The subject can be in sharp focus. The light is beautiful, yet the photo still looks wrong. More often than not, the fault lies not with the settings on your camera or in the focus on your subject, but with the surroundings of your subject: the colorful bag on the ground; the line running behind someone’s neck; the messy shelf behind you; the doorway that has crept into your frame; or the vivid splash of color distracting from the focal point of your composition.

The problem with background clutter is that the camera does not distinguish between important and unimportant background elements the way our brains do. While you are taking a photograph, your brain has selected your subject (your person, your coffee mug, your plant, your street corner). What the camera sees are all elements in the shot as equally relevant and important. Background clutter can cause competing distractions when your main focal point is in focus. Bright background elements and strong shapes or bright highlights may be too intense and demand your viewer’s attention from the focal point of your photo.

One easy fix: move closer to your subject. The closer you move toward your subject, the less area your background will cover. This doesn’t mean you are looking to crop into a close shot for every photo. It means looking at your composition and determining if the focal point of your shot is lost or lost for lack of a background. By moving forward just a few steps, a cluttered table may disappear from your frame, a lot of unwanted floor space is lost, or your portrait is less likely to be perceived as the image of an entire room.

Changing angles is another way to remove clutter without touching anything in the room at all. If the lamp is behind your subject’s head, step off-axis.
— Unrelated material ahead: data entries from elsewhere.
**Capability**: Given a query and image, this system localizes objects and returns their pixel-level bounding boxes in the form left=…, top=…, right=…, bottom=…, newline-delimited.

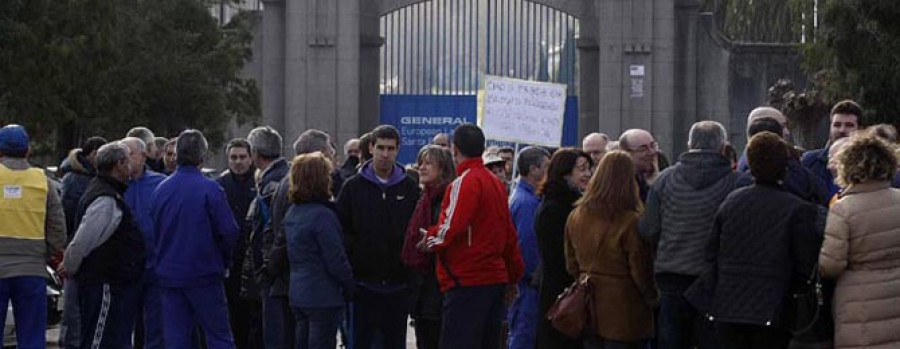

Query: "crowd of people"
left=0, top=96, right=900, bottom=349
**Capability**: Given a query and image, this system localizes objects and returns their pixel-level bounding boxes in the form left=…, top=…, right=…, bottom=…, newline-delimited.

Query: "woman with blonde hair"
left=284, top=152, right=354, bottom=348
left=819, top=133, right=900, bottom=348
left=565, top=150, right=658, bottom=348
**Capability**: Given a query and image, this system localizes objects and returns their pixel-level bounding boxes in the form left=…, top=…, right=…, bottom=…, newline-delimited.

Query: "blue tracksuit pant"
left=507, top=282, right=539, bottom=349
left=440, top=284, right=506, bottom=349
left=78, top=282, right=140, bottom=349
left=0, top=276, right=47, bottom=349
left=160, top=282, right=234, bottom=349
left=135, top=269, right=166, bottom=349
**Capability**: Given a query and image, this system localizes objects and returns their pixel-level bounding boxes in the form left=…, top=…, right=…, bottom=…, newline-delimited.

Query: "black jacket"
left=262, top=170, right=344, bottom=297
left=337, top=162, right=420, bottom=285
left=216, top=167, right=256, bottom=294
left=216, top=168, right=256, bottom=235
left=60, top=149, right=96, bottom=241
left=238, top=158, right=290, bottom=299
left=641, top=151, right=741, bottom=277
left=707, top=184, right=821, bottom=326
left=75, top=176, right=145, bottom=285
left=534, top=187, right=581, bottom=349
left=409, top=192, right=444, bottom=321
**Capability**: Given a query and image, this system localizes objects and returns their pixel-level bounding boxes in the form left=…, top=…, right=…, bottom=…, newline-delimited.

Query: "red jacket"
left=427, top=157, right=525, bottom=292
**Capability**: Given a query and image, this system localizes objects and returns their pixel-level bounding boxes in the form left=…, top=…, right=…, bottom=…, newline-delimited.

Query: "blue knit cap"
left=0, top=124, right=28, bottom=153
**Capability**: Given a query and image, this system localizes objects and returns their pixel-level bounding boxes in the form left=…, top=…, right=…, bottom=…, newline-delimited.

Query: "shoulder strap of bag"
left=791, top=262, right=825, bottom=336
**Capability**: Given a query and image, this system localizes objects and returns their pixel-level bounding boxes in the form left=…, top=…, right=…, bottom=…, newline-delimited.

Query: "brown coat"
left=819, top=182, right=900, bottom=348
left=565, top=208, right=658, bottom=341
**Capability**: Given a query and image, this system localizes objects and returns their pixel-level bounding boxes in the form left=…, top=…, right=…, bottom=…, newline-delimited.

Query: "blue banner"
left=381, top=95, right=578, bottom=164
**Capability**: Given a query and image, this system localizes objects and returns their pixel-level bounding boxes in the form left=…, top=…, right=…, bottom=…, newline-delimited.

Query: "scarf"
left=400, top=183, right=450, bottom=273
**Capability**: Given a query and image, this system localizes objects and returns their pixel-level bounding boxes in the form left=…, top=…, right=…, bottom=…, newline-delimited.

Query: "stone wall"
left=685, top=13, right=807, bottom=150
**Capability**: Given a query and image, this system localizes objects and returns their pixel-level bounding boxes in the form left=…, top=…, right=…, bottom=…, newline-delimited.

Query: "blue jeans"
left=135, top=269, right=165, bottom=349
left=160, top=282, right=234, bottom=349
left=583, top=336, right=646, bottom=349
left=440, top=284, right=506, bottom=349
left=350, top=286, right=409, bottom=349
left=262, top=290, right=294, bottom=349
left=656, top=274, right=717, bottom=349
left=78, top=282, right=140, bottom=348
left=507, top=282, right=540, bottom=349
left=293, top=307, right=344, bottom=349
left=59, top=278, right=81, bottom=349
left=0, top=276, right=47, bottom=349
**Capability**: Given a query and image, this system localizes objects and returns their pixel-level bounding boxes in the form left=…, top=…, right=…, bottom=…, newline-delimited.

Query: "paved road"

If the bookshelf is too busy, lower the camera so a plain wall fills more of the background. If the light from the window is too much for the shot, move your subject or angle so that your light source doesn’t become the star of the image. Small angle changes are great to practice because they encourage a more thoughtful approach to the elimination of unwanted objects prior to editing.

Simplifying a scene is often the most effective solution. Relocate the messy cables. Hide a book. Close an open closet. Clear a portion of your tabletop and add one item or use only that one item, a clean sheet of paper or a blank wall or table. These clean surfaces can make objects’ shadows, shapes and textures clearer and more visible. For portraits, take a look at the space around your subject’s head and shoulders. The background does not need to be empty, but it should not create accidental distractions, and if an object is unintentionally distracting in the background, it is best to change the environment so it no longer competes with the subject you are photographing.

Look through your next ten photos and find the background. Look beyond your subject. What is distracting? Look for bright corners. Look for distracting shapes and objects. Look for unwanted edges or colors competing for attention with the subject. Then choose one to change. Change the position in order to change the environment. This makes the difference between the two images more obvious and clearly shows how much a good shot benefits from a clean background.

The cleaner your shot, the more viewers are able to enjoy it, the less background they have to distract them from your subject. With a clear, simple background, your focal point becomes easier to find. The light in the composition becomes more visible. Before blaming the photo settings and buying a filter or lens, take a closer look at the objects that are not your focal point. There may be no better way to take your image up a step than to remove it from the shot.